In a warning shot across employers’ bows, the Court of Appeal has ruled that the protection afforded to whistleblowers penetrates the corporate veil and that individual managers can be held personally liable for detrimental treatment.
The case concerned the former CEO of an oil exploration company who succeeded in an unfair dismissal claim against the company that had employed him. His claim that two of the company’s directors had subjected him to detriments for making protected disclosures was also upheld by an Employment Tribunal (ET).
That ruling was later confirmed by the Employment Appeal Tribunal and the company, together with the two directors, were found jointly and severally liable to pay the man more than £2 million in damages. In challenging that decision, the two directors argued that it had not been open to the ET to award compensation against them, as individuals, for the losses occasioned by the man’s dismissal.
In ruling on their appeal, the Court noted that the issue had real importance beyond the facts of the particular case and that whistleblower charity, Protect, had been permitted to put forward arguments as intervener. Because the company was insolvent, a finding of personal liability on the directors’ part was critical to the man’s case. Although the directors had the benefit of insurance, which would cover the full amount of the man’s claim, that would not be so in every case.

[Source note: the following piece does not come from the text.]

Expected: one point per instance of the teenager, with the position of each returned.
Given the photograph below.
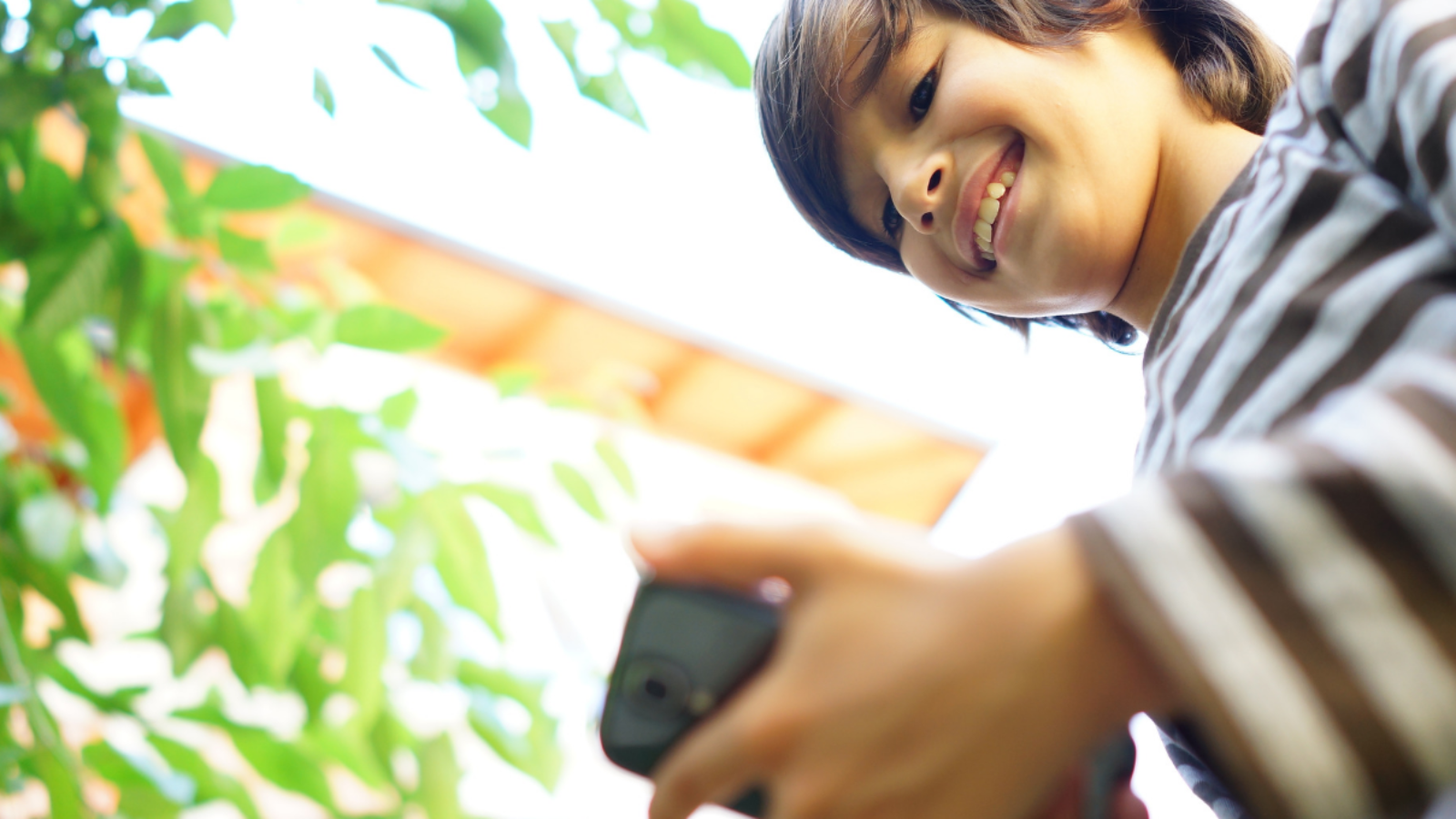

In dismissing the appeal, the Court found that it is open to an employee to bring a claim under Section 47B (1A) of the Employment Rights Act 1996 against an individual co-worker for subjecting him or her to the detriment of dismissal. As the directors had been party to the decision to subject him to that detriment, their personal liability was established. The Court also found that, if a whistleblower is subjected to a detrimental act by a co-worker, and that act results in dismissal, then losses arising can be recovered from the co-worker personally.